Когда я высказал свое отношение к этому месту, Краюшкин почему-то занервничал и даже попробовал меня немножко пошантажировать.
– Вы, конечно, можете держаться своей версии, я вас ни в чем не пытаюсь переубедить. Можете печатать что угодно, но ведь и мы могли бы кое-что напечатать.
– Что именно?
– А вот, например, то, что вы обещали изменить свое поведение.
– Ах, это! – сказал я. – Ну во-первых, это ложь. Я обещал изменить свое поведение, но только при условии, что власти изменят свое. Кроме того, если бы и обещал, было б не стыдно. Стыдно было б сдержать обещание.
Это нервничанье и попытка шантажа доказывают, по крайней мере, косвенно, что старые секреты нынешним чекистам все-таки раскрывать очень не хочется.
На этом маленьком столкновении наш спор обессмыслился. Никаких достойных доверия доказательств моей неправоты мне предоставлено не было, а без них о чем же спорить?
С учетом того, что скатился
Я уже собрался уходить несолоно хлебавши, унося с собой лишь некие новые соображения, когда Краюшкин меня остановил:
– А все-таки мы вам кое-что дадим. – Опять раскрыл ту же папку и вручил мне копию письма Андропова в ЦК КПСС «О намерении писателя В. Войновича создать в Москве отделение Международного Пен-клуба», уже известного читателю.
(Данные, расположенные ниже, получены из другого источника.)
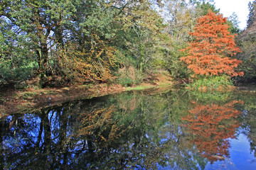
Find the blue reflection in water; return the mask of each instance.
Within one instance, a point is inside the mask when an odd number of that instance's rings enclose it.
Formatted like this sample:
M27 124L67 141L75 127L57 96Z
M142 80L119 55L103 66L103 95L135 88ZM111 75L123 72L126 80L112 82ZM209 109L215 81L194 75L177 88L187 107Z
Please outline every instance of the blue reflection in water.
M228 139L229 156L221 161L219 153L210 150L209 154L217 157L210 164L201 154L207 150L199 151L200 146L193 143L195 139L201 139L198 132L203 129L196 127L197 131L191 132L181 120L193 109L188 96L176 102L183 107L173 108L171 101L174 100L174 95L161 96L165 97L161 100L164 103L159 105L154 102L159 100L158 95L124 95L103 103L95 99L89 103L67 103L38 113L9 115L1 120L1 160L4 162L1 166L9 169L256 169L255 151L250 150L253 141L247 138L255 128L252 124L254 110L240 108L244 110L240 117L224 118L216 123L220 130L226 130L225 126L235 124L235 120L240 125L247 120L237 131L237 139L225 136L216 142L221 144ZM215 125L211 123L210 128Z

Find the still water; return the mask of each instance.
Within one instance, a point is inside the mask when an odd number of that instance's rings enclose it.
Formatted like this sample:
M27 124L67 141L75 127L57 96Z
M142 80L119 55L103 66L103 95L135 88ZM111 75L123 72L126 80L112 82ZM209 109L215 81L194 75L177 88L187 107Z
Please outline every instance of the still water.
M0 128L1 169L256 169L255 93L130 91Z

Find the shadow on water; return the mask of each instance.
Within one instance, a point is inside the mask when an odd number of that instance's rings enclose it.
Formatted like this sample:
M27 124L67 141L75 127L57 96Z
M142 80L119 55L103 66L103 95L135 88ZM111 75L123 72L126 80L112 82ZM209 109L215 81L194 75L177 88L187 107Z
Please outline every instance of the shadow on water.
M0 120L0 168L209 169L232 159L230 141L240 134L255 153L255 99L131 91L11 115Z

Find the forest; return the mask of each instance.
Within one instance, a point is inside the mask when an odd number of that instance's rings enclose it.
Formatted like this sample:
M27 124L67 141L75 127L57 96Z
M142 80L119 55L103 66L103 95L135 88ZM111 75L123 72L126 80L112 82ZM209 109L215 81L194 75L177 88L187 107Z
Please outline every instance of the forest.
M129 86L164 71L193 87L255 82L248 8L240 30L207 0L0 0L0 86Z

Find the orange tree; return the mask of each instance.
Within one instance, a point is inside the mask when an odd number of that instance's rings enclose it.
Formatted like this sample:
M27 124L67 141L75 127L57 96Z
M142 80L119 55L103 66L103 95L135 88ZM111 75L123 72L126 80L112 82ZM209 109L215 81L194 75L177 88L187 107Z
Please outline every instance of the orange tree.
M241 61L229 57L240 50L235 47L235 35L228 28L227 18L210 10L198 18L194 32L190 33L193 40L183 50L188 55L181 58L193 71L192 76L242 76L242 72L234 70Z

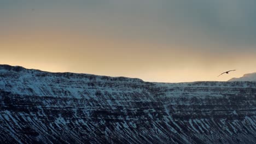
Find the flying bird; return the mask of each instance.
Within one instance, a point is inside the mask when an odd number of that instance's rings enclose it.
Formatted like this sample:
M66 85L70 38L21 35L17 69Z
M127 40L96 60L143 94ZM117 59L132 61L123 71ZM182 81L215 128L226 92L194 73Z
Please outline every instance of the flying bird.
M221 75L223 75L223 74L225 74L225 73L228 74L229 73L229 71L235 71L235 70L235 70L235 70L231 70L227 71L226 71L226 72L224 72L223 73L222 73L222 74L220 74L219 76L218 76L218 77L220 76Z

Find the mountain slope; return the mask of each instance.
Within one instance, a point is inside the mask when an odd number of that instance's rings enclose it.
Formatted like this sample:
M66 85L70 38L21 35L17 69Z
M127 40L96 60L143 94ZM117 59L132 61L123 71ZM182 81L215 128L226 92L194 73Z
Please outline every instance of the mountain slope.
M256 82L150 83L0 65L1 143L254 143Z
M256 73L245 74L239 78L232 78L229 81L256 81Z

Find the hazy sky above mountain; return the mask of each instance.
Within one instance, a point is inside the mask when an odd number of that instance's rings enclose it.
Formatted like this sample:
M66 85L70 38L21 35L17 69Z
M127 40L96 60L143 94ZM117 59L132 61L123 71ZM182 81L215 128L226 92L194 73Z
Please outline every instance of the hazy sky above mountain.
M256 71L255 3L0 0L0 63L147 81L225 81Z

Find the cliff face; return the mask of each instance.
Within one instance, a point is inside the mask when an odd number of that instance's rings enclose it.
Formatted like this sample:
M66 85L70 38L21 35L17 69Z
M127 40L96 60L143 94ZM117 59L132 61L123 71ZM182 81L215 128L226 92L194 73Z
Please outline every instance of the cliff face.
M0 65L1 143L255 143L256 82L164 83Z

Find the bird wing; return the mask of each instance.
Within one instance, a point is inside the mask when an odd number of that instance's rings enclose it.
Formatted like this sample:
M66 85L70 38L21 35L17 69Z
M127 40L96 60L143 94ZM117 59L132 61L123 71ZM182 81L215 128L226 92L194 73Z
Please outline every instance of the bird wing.
M234 69L234 70L231 70L228 71L228 72L229 72L229 71L235 71L235 70L235 70L235 69Z
M225 74L225 73L226 73L226 72L224 72L224 73L223 73L220 74L219 76L218 76L218 77L220 76L221 75L224 74Z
Не знаю, что думали они, готовя мне этот подарок, но он, мне кажется, стал достойным украшением нашей оперативной подборки. Во-первых, он мне напомнил о некоторых моих потугах насчет создания Пен-клуба, не пошедших, впрочем, дальше разговоров. Во-вторых, он показывает, насколько все советские инстанции снизу доверху занимались не только дезинформацией противника, но и друг друга.
Я помню уважительные слухи, что КГБ поставляет в ЦК так называемые «объективки», то есть беспристрастную информацию. Я в это никогда не верил. Я всегда знал, что феномен советской системы в том и состоит, что низы лгут верхам, верхи низам и сами от низов требуют лжи. Об этом можно судить даже и по этому письму Андропова. Пытаясь истолковать мои действия в наиболее выгодном для себя свете, он злонамеренность и серьезность моих действий сильно преувеличивает.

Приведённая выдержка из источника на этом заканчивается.